Prior to the European elections this past May, the alarm had been raised that the voter registration procedures throughout the European Union were convoluted, difficult to navigate for those trained, and the sheer number clouded most organisations from providing aid to citizens. While the EU stresses democratic legitimacy of voting, and encourages mobility amongst citizens, the hurdles, which citizens residing in a member state other than their origin had to overcome, were simply ridiculous with unequal voting rights, directly contradicting basic European principles. With over 112 scenarios for voter registration in European elections and only one known organisation who took on the challenge to sort through these scenarios, citizens in the European Union who were exercising any right to freedom of movement in May were often disenfranchised from having their voice heard in the largest democratic exercise in the world.
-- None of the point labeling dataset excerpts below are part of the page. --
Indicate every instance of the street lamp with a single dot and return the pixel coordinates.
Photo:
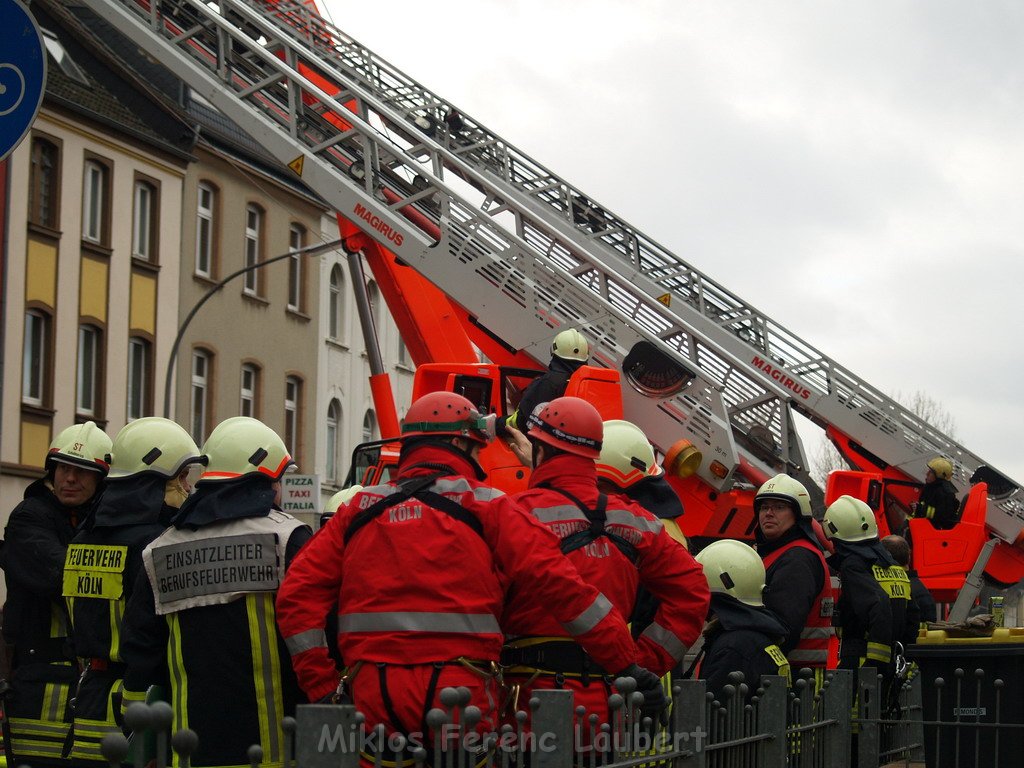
(313, 250)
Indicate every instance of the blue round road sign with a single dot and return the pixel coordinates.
(23, 73)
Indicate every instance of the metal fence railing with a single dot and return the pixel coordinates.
(844, 722)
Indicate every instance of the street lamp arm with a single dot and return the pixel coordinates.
(313, 250)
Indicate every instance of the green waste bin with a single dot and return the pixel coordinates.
(979, 708)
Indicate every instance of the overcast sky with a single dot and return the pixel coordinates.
(854, 170)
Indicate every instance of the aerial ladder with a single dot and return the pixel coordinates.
(508, 252)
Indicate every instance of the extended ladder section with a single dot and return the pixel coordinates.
(522, 250)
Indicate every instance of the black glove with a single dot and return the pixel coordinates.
(655, 704)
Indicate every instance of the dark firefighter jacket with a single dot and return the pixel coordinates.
(938, 503)
(544, 388)
(875, 607)
(201, 622)
(741, 638)
(36, 624)
(796, 582)
(103, 561)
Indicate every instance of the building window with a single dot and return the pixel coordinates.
(336, 322)
(254, 220)
(89, 367)
(43, 183)
(205, 231)
(250, 386)
(95, 193)
(202, 365)
(293, 391)
(333, 422)
(370, 426)
(296, 241)
(143, 237)
(139, 378)
(35, 359)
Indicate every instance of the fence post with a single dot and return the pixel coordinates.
(868, 712)
(838, 700)
(552, 729)
(915, 716)
(771, 721)
(689, 721)
(327, 736)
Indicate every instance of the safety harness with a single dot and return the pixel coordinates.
(415, 487)
(597, 518)
(562, 656)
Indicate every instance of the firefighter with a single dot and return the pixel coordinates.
(799, 589)
(899, 548)
(875, 607)
(43, 668)
(615, 545)
(426, 560)
(627, 467)
(938, 501)
(569, 351)
(201, 623)
(147, 482)
(342, 497)
(741, 634)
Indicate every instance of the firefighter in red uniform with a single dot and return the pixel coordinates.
(627, 467)
(616, 546)
(799, 589)
(420, 567)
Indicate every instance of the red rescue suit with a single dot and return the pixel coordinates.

As predicted prior to the election, these convoluted voter registration procedures were the direct cause of issues that inevitably led to European citizens being upset, and discouraged after their attempt to vote resulted in defamatory remarks and not being allowed a vote. These sentiments are not something European politicians want to see at a time when scepticism of the European project is on the rise. In this past election, politicians and others in the field highlighted 2014 proceedings as being more democratic than ever before, but how can this really be when many member states are pushing aside or were unaware of voter registration problems ? Most assuredly, the issue of citizen disenfranchisement in the European elections has not received much attention at the EU level, though these problems occurred in multiple member states. In the United Kingdom, Europeans are continuing to resist this complacency, pushing for this problem to be addressed at every level possible. It is through these efforts that the fight for mobile citizens to maintain their democratic rights that hopefully politicians, both in the member states and the European level, will take heed of more citizen dissatisfaction than the mere increase in Eurosceptic election results.